In the meantime, I diligently went on giving my private French classes, I continued going with Clementina to art openings, and I brought Anita to school every morning. I went to pick her up at my mother’s house at a quarter to eight. I left my apartment wearing a sweat suit at 7:20. She would be waiting for me in her little blue skirt with her backpack ready. She was never late, always there waiting for me. When I returned home, I showered, got dressed, and ate breakfast. I remember that my showers were endless. A sudden memory, like rays of sunlight filtering in between Persian blinds: I would see myself in Pauline’s apartment in the rue de Bourgogne, listening to songs by Brassens, eating Camembert cheese melted over thin slices of apple. I tried to imagine Giuseppe’s long, thin, lively nose, his embrace, his laugh: Anche tra i leoni ci stanno i culatoni, Even among lions there are fags. . I tried uselessly to reconstruct the expression on his face when he opened the door for me: Voilà la plus belle! It was no use. Faces, even the ones we love, fade away.

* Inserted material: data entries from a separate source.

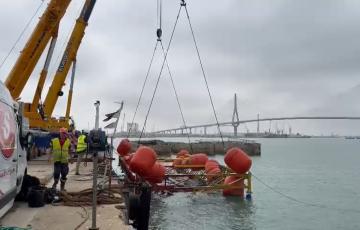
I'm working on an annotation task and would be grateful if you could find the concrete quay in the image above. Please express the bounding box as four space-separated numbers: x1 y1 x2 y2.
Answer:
0 156 128 230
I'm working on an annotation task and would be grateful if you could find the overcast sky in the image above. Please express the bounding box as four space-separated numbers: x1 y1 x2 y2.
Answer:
0 0 360 134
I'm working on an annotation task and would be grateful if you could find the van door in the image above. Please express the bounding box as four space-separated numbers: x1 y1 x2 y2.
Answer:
0 96 18 217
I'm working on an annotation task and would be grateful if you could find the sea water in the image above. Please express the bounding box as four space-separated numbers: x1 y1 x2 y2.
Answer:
144 138 360 230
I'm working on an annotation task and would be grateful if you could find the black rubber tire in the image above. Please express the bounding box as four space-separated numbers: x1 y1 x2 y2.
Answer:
136 186 151 230
127 193 140 220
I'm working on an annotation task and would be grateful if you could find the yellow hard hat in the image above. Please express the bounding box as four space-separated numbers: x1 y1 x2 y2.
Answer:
59 128 67 133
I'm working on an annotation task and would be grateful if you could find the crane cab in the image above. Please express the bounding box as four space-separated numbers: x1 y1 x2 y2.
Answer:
0 82 27 217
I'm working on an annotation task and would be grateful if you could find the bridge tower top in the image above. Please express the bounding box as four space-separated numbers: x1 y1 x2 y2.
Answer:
231 93 240 137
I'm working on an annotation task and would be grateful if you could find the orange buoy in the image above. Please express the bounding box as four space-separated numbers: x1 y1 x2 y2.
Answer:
206 166 221 182
130 146 156 176
205 160 219 172
189 153 209 165
223 176 245 197
176 149 190 158
180 158 190 165
116 139 131 156
144 163 166 183
173 158 183 166
224 148 252 174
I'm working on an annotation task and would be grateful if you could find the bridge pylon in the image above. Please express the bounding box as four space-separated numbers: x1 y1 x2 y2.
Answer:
231 93 240 137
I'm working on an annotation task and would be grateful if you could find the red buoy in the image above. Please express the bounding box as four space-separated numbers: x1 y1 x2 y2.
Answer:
173 158 183 166
116 139 131 156
224 148 252 174
206 166 221 182
124 153 134 165
223 176 245 197
189 153 209 165
144 163 166 183
130 146 156 176
205 160 219 172
176 149 190 158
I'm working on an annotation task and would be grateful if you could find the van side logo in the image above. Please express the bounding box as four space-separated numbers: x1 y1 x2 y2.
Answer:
0 103 16 159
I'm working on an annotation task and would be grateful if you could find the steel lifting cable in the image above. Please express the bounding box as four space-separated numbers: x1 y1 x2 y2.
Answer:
251 173 360 213
160 40 194 153
181 0 225 150
0 0 45 69
138 6 182 142
127 41 159 138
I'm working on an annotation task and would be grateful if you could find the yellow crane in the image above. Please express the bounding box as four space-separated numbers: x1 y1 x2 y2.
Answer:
5 0 71 99
5 0 96 130
43 0 96 130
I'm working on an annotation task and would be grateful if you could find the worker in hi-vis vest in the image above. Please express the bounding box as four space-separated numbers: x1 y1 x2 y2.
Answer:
49 128 71 191
75 131 87 175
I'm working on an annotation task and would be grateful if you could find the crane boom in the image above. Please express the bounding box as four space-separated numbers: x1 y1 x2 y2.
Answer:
5 0 71 99
44 0 96 117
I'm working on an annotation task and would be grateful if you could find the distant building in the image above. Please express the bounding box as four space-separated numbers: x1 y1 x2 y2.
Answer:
127 122 140 133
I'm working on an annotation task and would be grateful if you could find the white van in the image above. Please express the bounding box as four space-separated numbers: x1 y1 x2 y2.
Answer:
0 82 27 218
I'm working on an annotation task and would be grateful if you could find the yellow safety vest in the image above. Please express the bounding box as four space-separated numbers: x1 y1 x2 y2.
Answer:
76 134 87 153
51 138 70 163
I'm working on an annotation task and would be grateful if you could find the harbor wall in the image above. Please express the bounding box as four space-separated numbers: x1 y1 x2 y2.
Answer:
132 140 261 156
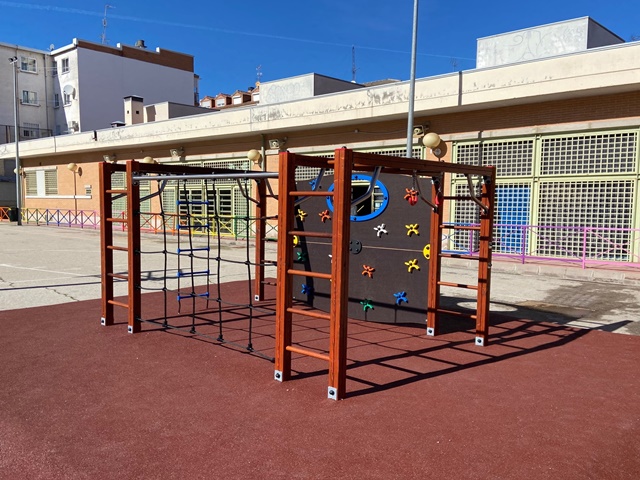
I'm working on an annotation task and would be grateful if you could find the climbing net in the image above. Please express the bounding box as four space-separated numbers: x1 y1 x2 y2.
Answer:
134 172 276 359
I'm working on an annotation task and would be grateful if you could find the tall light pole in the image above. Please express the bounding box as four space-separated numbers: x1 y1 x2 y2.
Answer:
407 0 419 158
9 56 22 225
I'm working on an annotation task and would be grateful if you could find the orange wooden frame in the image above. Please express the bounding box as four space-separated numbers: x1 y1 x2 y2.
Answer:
274 148 496 400
99 160 267 333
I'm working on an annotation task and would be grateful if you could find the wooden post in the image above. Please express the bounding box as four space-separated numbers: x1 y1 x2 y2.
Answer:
126 160 142 333
254 179 267 301
427 174 444 336
476 168 496 345
99 162 114 326
274 152 296 382
328 149 353 400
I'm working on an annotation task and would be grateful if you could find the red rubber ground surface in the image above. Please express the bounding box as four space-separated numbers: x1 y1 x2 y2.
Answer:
0 284 640 479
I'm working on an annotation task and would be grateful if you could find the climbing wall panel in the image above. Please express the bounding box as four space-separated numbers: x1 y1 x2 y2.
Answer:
290 173 431 325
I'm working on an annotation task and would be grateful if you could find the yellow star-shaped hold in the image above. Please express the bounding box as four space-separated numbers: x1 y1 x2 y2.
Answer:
404 258 420 273
405 223 420 236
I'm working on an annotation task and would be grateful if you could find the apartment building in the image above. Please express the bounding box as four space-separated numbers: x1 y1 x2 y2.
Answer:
51 39 198 135
0 17 640 261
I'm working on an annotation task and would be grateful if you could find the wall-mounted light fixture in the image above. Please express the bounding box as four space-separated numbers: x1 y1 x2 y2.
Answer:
422 132 444 158
247 148 262 166
169 147 184 161
269 137 287 150
67 163 82 176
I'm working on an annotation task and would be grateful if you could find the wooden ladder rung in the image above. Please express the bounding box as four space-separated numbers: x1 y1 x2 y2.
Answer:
436 308 478 320
438 282 478 290
287 268 331 280
289 230 333 238
285 345 329 362
289 190 333 197
107 300 129 308
440 253 482 260
107 273 129 281
287 307 331 320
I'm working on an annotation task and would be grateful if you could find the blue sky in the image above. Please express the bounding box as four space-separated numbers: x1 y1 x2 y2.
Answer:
0 0 640 96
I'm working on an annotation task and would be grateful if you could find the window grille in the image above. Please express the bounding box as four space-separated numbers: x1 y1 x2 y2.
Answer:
536 180 634 261
540 132 638 175
111 172 127 212
44 170 58 195
22 122 40 138
161 188 177 213
456 139 534 178
22 90 38 105
443 182 482 252
20 57 38 73
493 183 531 254
24 171 38 195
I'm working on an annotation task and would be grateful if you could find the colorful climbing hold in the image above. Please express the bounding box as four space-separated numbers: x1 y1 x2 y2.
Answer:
404 188 419 206
393 292 409 305
296 210 307 222
362 265 376 278
360 298 374 312
404 258 420 273
318 210 331 223
373 223 389 238
405 223 420 237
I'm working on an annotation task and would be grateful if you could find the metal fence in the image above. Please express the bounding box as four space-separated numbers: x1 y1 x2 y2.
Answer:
443 223 640 268
0 207 640 268
0 207 277 239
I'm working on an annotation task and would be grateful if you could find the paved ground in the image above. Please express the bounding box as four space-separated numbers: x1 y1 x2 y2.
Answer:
0 222 640 335
0 225 640 480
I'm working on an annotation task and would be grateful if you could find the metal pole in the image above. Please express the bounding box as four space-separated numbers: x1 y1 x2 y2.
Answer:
407 0 419 158
9 57 22 225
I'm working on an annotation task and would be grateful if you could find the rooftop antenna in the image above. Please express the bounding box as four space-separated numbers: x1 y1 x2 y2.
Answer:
100 4 116 45
351 45 358 83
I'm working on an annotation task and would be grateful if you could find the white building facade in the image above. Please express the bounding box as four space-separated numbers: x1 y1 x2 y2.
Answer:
51 39 198 135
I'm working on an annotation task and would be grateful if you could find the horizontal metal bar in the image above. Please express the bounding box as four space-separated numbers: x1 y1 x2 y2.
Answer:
440 253 482 260
107 300 129 308
289 190 333 197
287 268 331 280
285 345 329 362
438 282 478 290
131 172 278 182
440 223 480 230
436 308 477 320
289 230 333 238
107 273 129 281
287 308 331 320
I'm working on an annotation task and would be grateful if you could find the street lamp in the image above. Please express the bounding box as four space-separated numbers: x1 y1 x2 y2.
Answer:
9 56 22 225
407 0 419 158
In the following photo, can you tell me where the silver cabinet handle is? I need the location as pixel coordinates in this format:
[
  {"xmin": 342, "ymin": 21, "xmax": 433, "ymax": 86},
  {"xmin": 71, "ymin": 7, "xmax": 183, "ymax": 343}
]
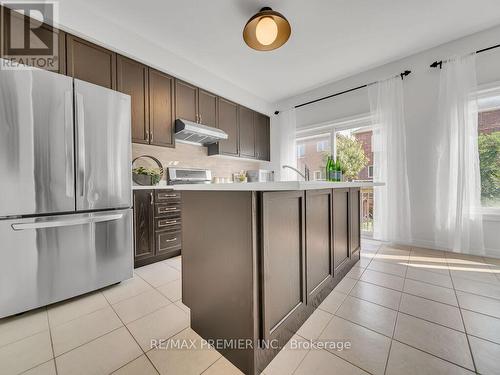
[
  {"xmin": 75, "ymin": 93, "xmax": 85, "ymax": 197},
  {"xmin": 12, "ymin": 214, "xmax": 123, "ymax": 231},
  {"xmin": 64, "ymin": 91, "xmax": 75, "ymax": 197}
]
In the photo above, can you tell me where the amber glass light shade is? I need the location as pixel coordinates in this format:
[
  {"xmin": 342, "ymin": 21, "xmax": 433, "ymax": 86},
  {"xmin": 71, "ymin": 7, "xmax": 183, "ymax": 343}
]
[{"xmin": 243, "ymin": 8, "xmax": 292, "ymax": 51}]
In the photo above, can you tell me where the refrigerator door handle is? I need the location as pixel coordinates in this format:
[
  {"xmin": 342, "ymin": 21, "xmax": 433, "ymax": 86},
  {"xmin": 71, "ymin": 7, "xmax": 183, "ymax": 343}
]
[
  {"xmin": 64, "ymin": 91, "xmax": 75, "ymax": 197},
  {"xmin": 12, "ymin": 213, "xmax": 123, "ymax": 231},
  {"xmin": 75, "ymin": 93, "xmax": 85, "ymax": 197}
]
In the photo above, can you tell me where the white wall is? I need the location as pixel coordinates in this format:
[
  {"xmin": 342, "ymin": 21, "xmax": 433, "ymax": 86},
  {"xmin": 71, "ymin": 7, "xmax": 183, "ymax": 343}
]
[
  {"xmin": 271, "ymin": 26, "xmax": 500, "ymax": 258},
  {"xmin": 51, "ymin": 0, "xmax": 273, "ymax": 114}
]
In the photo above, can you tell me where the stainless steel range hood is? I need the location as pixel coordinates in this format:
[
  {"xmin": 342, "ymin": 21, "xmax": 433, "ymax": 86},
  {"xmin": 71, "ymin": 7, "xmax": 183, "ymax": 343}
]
[{"xmin": 175, "ymin": 119, "xmax": 228, "ymax": 146}]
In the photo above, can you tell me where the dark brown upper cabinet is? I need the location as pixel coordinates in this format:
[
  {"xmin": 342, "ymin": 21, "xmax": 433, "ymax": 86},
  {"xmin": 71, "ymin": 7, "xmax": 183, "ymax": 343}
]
[
  {"xmin": 254, "ymin": 113, "xmax": 271, "ymax": 161},
  {"xmin": 175, "ymin": 79, "xmax": 198, "ymax": 122},
  {"xmin": 0, "ymin": 6, "xmax": 66, "ymax": 74},
  {"xmin": 214, "ymin": 98, "xmax": 239, "ymax": 156},
  {"xmin": 116, "ymin": 56, "xmax": 149, "ymax": 143},
  {"xmin": 149, "ymin": 69, "xmax": 175, "ymax": 147},
  {"xmin": 238, "ymin": 106, "xmax": 255, "ymax": 158},
  {"xmin": 198, "ymin": 89, "xmax": 217, "ymax": 127},
  {"xmin": 66, "ymin": 34, "xmax": 116, "ymax": 89}
]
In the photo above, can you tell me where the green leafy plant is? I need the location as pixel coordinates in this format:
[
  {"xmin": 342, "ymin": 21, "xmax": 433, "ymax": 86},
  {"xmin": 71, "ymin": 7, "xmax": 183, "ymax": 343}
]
[
  {"xmin": 478, "ymin": 131, "xmax": 500, "ymax": 206},
  {"xmin": 132, "ymin": 167, "xmax": 162, "ymax": 185}
]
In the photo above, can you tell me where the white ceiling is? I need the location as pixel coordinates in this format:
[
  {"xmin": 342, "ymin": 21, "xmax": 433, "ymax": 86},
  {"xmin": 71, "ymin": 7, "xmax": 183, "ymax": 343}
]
[{"xmin": 65, "ymin": 0, "xmax": 500, "ymax": 102}]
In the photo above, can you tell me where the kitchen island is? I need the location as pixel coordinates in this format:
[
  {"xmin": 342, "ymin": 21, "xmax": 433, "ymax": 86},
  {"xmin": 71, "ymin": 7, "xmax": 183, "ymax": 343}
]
[{"xmin": 173, "ymin": 181, "xmax": 374, "ymax": 374}]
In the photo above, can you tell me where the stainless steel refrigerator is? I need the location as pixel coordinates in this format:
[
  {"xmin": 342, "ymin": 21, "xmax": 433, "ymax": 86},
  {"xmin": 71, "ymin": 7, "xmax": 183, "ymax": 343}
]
[{"xmin": 0, "ymin": 60, "xmax": 133, "ymax": 318}]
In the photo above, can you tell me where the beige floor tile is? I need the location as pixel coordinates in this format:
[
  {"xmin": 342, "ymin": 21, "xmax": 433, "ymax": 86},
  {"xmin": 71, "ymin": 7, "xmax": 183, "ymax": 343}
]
[
  {"xmin": 56, "ymin": 327, "xmax": 142, "ymax": 375},
  {"xmin": 102, "ymin": 276, "xmax": 153, "ymax": 304},
  {"xmin": 135, "ymin": 262, "xmax": 181, "ymax": 288},
  {"xmin": 335, "ymin": 296, "xmax": 397, "ymax": 337},
  {"xmin": 292, "ymin": 350, "xmax": 367, "ymax": 375},
  {"xmin": 47, "ymin": 292, "xmax": 109, "ymax": 327},
  {"xmin": 453, "ymin": 277, "xmax": 500, "ymax": 300},
  {"xmin": 23, "ymin": 359, "xmax": 56, "ymax": 375},
  {"xmin": 394, "ymin": 313, "xmax": 474, "ymax": 370},
  {"xmin": 147, "ymin": 328, "xmax": 220, "ymax": 375},
  {"xmin": 127, "ymin": 303, "xmax": 189, "ymax": 351},
  {"xmin": 113, "ymin": 355, "xmax": 158, "ymax": 375},
  {"xmin": 203, "ymin": 357, "xmax": 243, "ymax": 375},
  {"xmin": 346, "ymin": 267, "xmax": 366, "ymax": 280},
  {"xmin": 319, "ymin": 290, "xmax": 347, "ymax": 314},
  {"xmin": 158, "ymin": 279, "xmax": 182, "ymax": 302},
  {"xmin": 399, "ymin": 293, "xmax": 464, "ymax": 332},
  {"xmin": 113, "ymin": 289, "xmax": 171, "ymax": 324},
  {"xmin": 469, "ymin": 336, "xmax": 500, "ymax": 375},
  {"xmin": 0, "ymin": 330, "xmax": 53, "ymax": 374},
  {"xmin": 350, "ymin": 281, "xmax": 401, "ymax": 310},
  {"xmin": 368, "ymin": 260, "xmax": 407, "ymax": 277},
  {"xmin": 297, "ymin": 309, "xmax": 333, "ymax": 340},
  {"xmin": 360, "ymin": 270, "xmax": 404, "ymax": 291},
  {"xmin": 457, "ymin": 290, "xmax": 500, "ymax": 318},
  {"xmin": 0, "ymin": 308, "xmax": 49, "ymax": 347},
  {"xmin": 386, "ymin": 341, "xmax": 473, "ymax": 375},
  {"xmin": 163, "ymin": 255, "xmax": 182, "ymax": 271},
  {"xmin": 404, "ymin": 279, "xmax": 458, "ymax": 306},
  {"xmin": 333, "ymin": 277, "xmax": 358, "ymax": 294},
  {"xmin": 51, "ymin": 306, "xmax": 123, "ymax": 356},
  {"xmin": 462, "ymin": 310, "xmax": 500, "ymax": 346},
  {"xmin": 320, "ymin": 316, "xmax": 391, "ymax": 375},
  {"xmin": 450, "ymin": 266, "xmax": 500, "ymax": 286},
  {"xmin": 264, "ymin": 335, "xmax": 310, "ymax": 375},
  {"xmin": 406, "ymin": 265, "xmax": 453, "ymax": 289}
]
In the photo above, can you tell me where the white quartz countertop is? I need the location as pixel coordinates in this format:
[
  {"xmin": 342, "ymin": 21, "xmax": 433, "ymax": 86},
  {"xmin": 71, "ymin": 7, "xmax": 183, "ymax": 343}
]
[{"xmin": 169, "ymin": 181, "xmax": 384, "ymax": 191}]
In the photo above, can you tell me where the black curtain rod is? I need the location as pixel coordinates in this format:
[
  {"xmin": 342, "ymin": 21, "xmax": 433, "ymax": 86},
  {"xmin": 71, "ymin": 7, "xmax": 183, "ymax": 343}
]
[
  {"xmin": 430, "ymin": 44, "xmax": 500, "ymax": 69},
  {"xmin": 274, "ymin": 70, "xmax": 411, "ymax": 115}
]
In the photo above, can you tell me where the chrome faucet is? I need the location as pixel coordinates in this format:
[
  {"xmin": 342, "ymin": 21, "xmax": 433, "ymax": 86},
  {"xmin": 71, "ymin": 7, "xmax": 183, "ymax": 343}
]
[{"xmin": 283, "ymin": 164, "xmax": 311, "ymax": 181}]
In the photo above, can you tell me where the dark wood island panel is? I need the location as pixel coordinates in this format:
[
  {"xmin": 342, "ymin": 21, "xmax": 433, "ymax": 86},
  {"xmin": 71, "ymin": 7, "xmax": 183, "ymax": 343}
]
[{"xmin": 182, "ymin": 188, "xmax": 360, "ymax": 374}]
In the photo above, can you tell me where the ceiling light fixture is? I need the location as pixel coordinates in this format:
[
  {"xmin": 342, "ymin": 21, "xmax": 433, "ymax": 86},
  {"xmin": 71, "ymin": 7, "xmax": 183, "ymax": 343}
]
[{"xmin": 243, "ymin": 7, "xmax": 292, "ymax": 51}]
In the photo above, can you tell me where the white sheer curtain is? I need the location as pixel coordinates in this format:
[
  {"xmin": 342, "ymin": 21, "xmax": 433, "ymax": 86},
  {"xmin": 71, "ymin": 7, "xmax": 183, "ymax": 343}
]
[
  {"xmin": 435, "ymin": 54, "xmax": 484, "ymax": 254},
  {"xmin": 277, "ymin": 108, "xmax": 297, "ymax": 181},
  {"xmin": 368, "ymin": 77, "xmax": 412, "ymax": 243}
]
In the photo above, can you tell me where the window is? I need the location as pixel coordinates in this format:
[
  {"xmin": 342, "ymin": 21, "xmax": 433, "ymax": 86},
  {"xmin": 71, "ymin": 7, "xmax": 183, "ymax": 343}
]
[
  {"xmin": 297, "ymin": 143, "xmax": 306, "ymax": 158},
  {"xmin": 316, "ymin": 139, "xmax": 330, "ymax": 152},
  {"xmin": 478, "ymin": 83, "xmax": 500, "ymax": 208}
]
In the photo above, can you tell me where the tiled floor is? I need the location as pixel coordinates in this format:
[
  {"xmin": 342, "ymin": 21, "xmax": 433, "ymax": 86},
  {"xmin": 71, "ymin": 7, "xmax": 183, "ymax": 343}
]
[{"xmin": 0, "ymin": 240, "xmax": 500, "ymax": 375}]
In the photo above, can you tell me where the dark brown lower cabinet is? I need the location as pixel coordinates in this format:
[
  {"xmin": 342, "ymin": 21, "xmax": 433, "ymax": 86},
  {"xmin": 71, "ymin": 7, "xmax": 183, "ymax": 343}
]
[
  {"xmin": 332, "ymin": 189, "xmax": 350, "ymax": 270},
  {"xmin": 182, "ymin": 189, "xmax": 359, "ymax": 375},
  {"xmin": 262, "ymin": 191, "xmax": 306, "ymax": 340},
  {"xmin": 306, "ymin": 189, "xmax": 334, "ymax": 303},
  {"xmin": 134, "ymin": 189, "xmax": 182, "ymax": 267}
]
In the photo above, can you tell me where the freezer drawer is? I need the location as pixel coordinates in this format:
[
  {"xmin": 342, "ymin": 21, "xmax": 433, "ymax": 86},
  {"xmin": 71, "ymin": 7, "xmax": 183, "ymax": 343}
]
[
  {"xmin": 75, "ymin": 79, "xmax": 132, "ymax": 211},
  {"xmin": 0, "ymin": 209, "xmax": 133, "ymax": 318},
  {"xmin": 0, "ymin": 63, "xmax": 75, "ymax": 217}
]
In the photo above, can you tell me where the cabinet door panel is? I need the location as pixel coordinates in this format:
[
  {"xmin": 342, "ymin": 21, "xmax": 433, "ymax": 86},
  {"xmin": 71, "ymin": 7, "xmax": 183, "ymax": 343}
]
[
  {"xmin": 149, "ymin": 69, "xmax": 175, "ymax": 147},
  {"xmin": 306, "ymin": 189, "xmax": 333, "ymax": 301},
  {"xmin": 255, "ymin": 113, "xmax": 270, "ymax": 160},
  {"xmin": 117, "ymin": 56, "xmax": 149, "ymax": 143},
  {"xmin": 175, "ymin": 79, "xmax": 198, "ymax": 122},
  {"xmin": 349, "ymin": 188, "xmax": 361, "ymax": 254},
  {"xmin": 134, "ymin": 190, "xmax": 154, "ymax": 261},
  {"xmin": 198, "ymin": 90, "xmax": 217, "ymax": 128},
  {"xmin": 218, "ymin": 98, "xmax": 239, "ymax": 156},
  {"xmin": 333, "ymin": 189, "xmax": 349, "ymax": 269},
  {"xmin": 239, "ymin": 106, "xmax": 255, "ymax": 158},
  {"xmin": 66, "ymin": 34, "xmax": 116, "ymax": 89},
  {"xmin": 262, "ymin": 191, "xmax": 305, "ymax": 338}
]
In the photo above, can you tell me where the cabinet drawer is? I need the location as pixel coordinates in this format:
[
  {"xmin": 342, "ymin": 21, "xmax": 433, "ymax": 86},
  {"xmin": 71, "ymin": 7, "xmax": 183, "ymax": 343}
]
[
  {"xmin": 155, "ymin": 204, "xmax": 181, "ymax": 217},
  {"xmin": 155, "ymin": 231, "xmax": 181, "ymax": 254},
  {"xmin": 155, "ymin": 190, "xmax": 181, "ymax": 203},
  {"xmin": 155, "ymin": 217, "xmax": 181, "ymax": 231}
]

I would emerge from the shower with my fingertips wrinkled. I remember that often, the room full of steam, I would shake my head and say to myself in a loud voice, as if to someone else: “I’m really tired, too tired. I can’t do it anymore.” Sometimes, as I was drying myself with my thick towel, white and heavy, I would stop for no reason. I would stand there looking at the ceiling or the bathroom tiles and think about nothing until the cold made me snap out of it. “I’m exhausted,” I would repeat. “I’m really exhausted.” It was hard for me not to get back in bed. Some mornings, I did.

TWENTY-SEVEN

Though it was hard for me to admit, I had started to fall in love with Flaco. He infected me. I thought about his gestures, and I felt myself copying them. Without consciously trying, I imitated his way of walking and moving. He hypnotized me. I wanted to help him. Why? He was the strong one, after all. I was a submissive lover, as if my submission would allow me to participate in his power. I felt that his hands, when they touched me, shaped me anew as if my flesh were soft clay, that old image that my feminist “self” hated and thought she’d overcome. My humiliation had undone me, and only another human being could re-create me. Does what I’m saying make sense to you, or do you think I just wanted to survive, or that I’d whored myself out, period? Because I knew he could kill me with those same hands, with one single, silent blow. That frightened me. He would know how to make all the evidence disappear. A faint and dangerous excitement ran through my body.